#Bioacoustics AIMs 2025 _ Hands on Session 3

#Instructions on how to use this notebook
This notebook is hosted on ``Google Colab``. To be able to work on it, you have to create your own copy. Go to *File* and select *Save a copy in Drive*.



# Intaka Hoplite Database

We will explore data from Intaka Island. It is associated with this eBird hotspot:
https://ebird.org/hotspot/L920375

At your table, try to learn the songs of the five pigeons and doves on the eBird hotspot for Intaka Island. **Write a short description of how to tell their songs apart.**

* Speckled Pigeon
* Ring-necked Dove
* Laughing Dove
* Red-eyed Dove
* Namaqua Dove

Use the **agile modeling notebook to create a classifier** for one or two of these species.
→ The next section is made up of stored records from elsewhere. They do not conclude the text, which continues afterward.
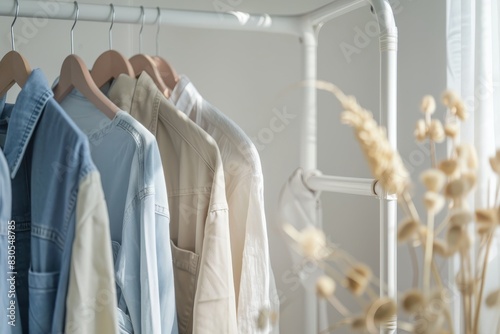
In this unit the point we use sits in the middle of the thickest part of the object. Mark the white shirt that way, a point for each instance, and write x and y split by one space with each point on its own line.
253 278
127 157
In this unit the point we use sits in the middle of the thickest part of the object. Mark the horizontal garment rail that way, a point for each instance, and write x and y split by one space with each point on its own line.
231 20
132 14
346 185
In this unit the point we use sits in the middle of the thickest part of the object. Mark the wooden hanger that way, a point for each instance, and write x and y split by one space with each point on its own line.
167 72
110 64
75 74
144 63
14 68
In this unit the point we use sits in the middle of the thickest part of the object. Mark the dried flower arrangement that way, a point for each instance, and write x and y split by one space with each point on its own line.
448 183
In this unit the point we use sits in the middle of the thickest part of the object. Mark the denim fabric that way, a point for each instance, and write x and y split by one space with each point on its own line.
128 159
47 157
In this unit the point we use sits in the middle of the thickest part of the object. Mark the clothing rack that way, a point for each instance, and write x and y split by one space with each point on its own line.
307 28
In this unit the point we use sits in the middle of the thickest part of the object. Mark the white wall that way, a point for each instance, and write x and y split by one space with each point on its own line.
243 74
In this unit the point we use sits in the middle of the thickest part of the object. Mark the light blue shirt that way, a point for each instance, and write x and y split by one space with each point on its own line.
127 156
48 157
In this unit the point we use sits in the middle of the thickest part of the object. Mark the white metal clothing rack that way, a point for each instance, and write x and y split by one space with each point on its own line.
307 28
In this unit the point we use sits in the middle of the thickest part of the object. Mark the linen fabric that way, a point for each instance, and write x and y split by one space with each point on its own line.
198 207
244 184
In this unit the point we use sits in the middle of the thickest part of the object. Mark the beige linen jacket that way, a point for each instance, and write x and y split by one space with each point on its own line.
199 223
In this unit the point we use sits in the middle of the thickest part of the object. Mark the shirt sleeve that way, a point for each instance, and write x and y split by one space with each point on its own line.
215 305
257 289
91 300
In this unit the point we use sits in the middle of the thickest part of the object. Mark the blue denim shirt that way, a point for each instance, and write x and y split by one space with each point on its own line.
128 159
47 157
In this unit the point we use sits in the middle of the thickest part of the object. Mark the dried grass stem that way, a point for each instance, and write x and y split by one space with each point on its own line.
481 289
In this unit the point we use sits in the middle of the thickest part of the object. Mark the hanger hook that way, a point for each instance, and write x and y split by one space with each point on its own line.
13 44
158 30
111 26
143 17
74 24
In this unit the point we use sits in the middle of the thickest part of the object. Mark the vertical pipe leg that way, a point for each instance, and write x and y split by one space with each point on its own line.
388 118
308 147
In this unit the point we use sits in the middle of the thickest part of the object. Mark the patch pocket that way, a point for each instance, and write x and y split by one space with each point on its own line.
42 297
186 267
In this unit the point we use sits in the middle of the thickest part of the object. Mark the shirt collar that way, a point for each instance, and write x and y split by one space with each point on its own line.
24 117
140 97
185 96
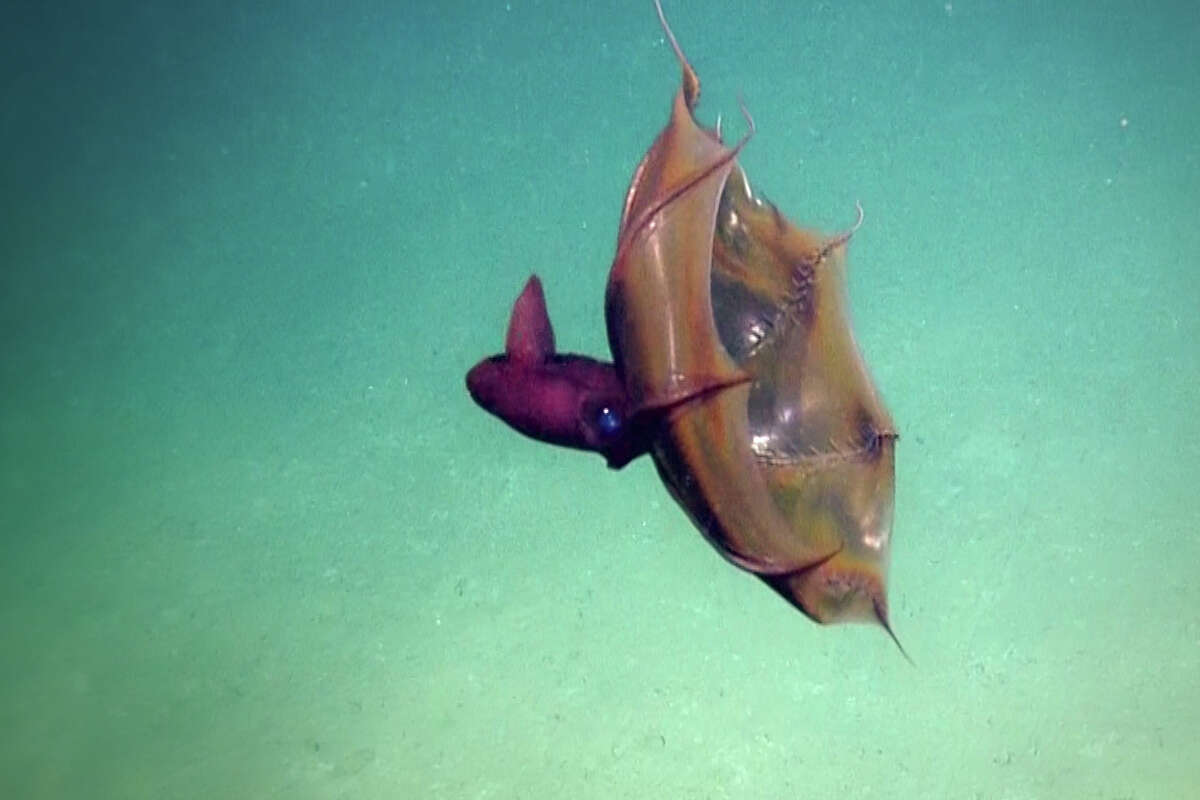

You and your table-mates should pick different species.

The following two cells need to be run in `2_agile_modeling_v2.ipynb` notebook in order for the rest to work.


In [None]:
# Install hoplite and TF 2.20
!pip install git+https://github.com/google-research/perch-hoplite.git
!pip install tensorflow~=2.20.0

In [None]:
# Copy hoplite database locally.
from etils import epath
import os
from perch_hoplite.db import sqlite_usearch_impl
intaka_path = epath.Path('gs://chirp-public-bucket/soundscapes/intaka')

# Copy the hoplite database to the Colab local storage.
# The usearch.index file is 3.6Gb, so takes a couple minutes to download.
# Files are placed in `/content` directory.
for fp in intaka_path.glob('hoplite*'):
  print(fp)
  with fp.open('rb') as f:
    with open(fp.name, 'wb') as g:
      g.write(f.read())
with (intaka_path / 'usearch.index').open('rb') as f:
  print(intaka_path / 'usearch.index')
  with open('usearch.index', 'wb') as g:
    %time g.write(f.read())

# Update the DB with some override values...
# Need to use the perch_v2_cpu model, and point the db to the google cloud
# bucket containing the data.
db_path = '/content'
db = sqlite_usearch_impl.SQLiteUsearchDB.create(db_path)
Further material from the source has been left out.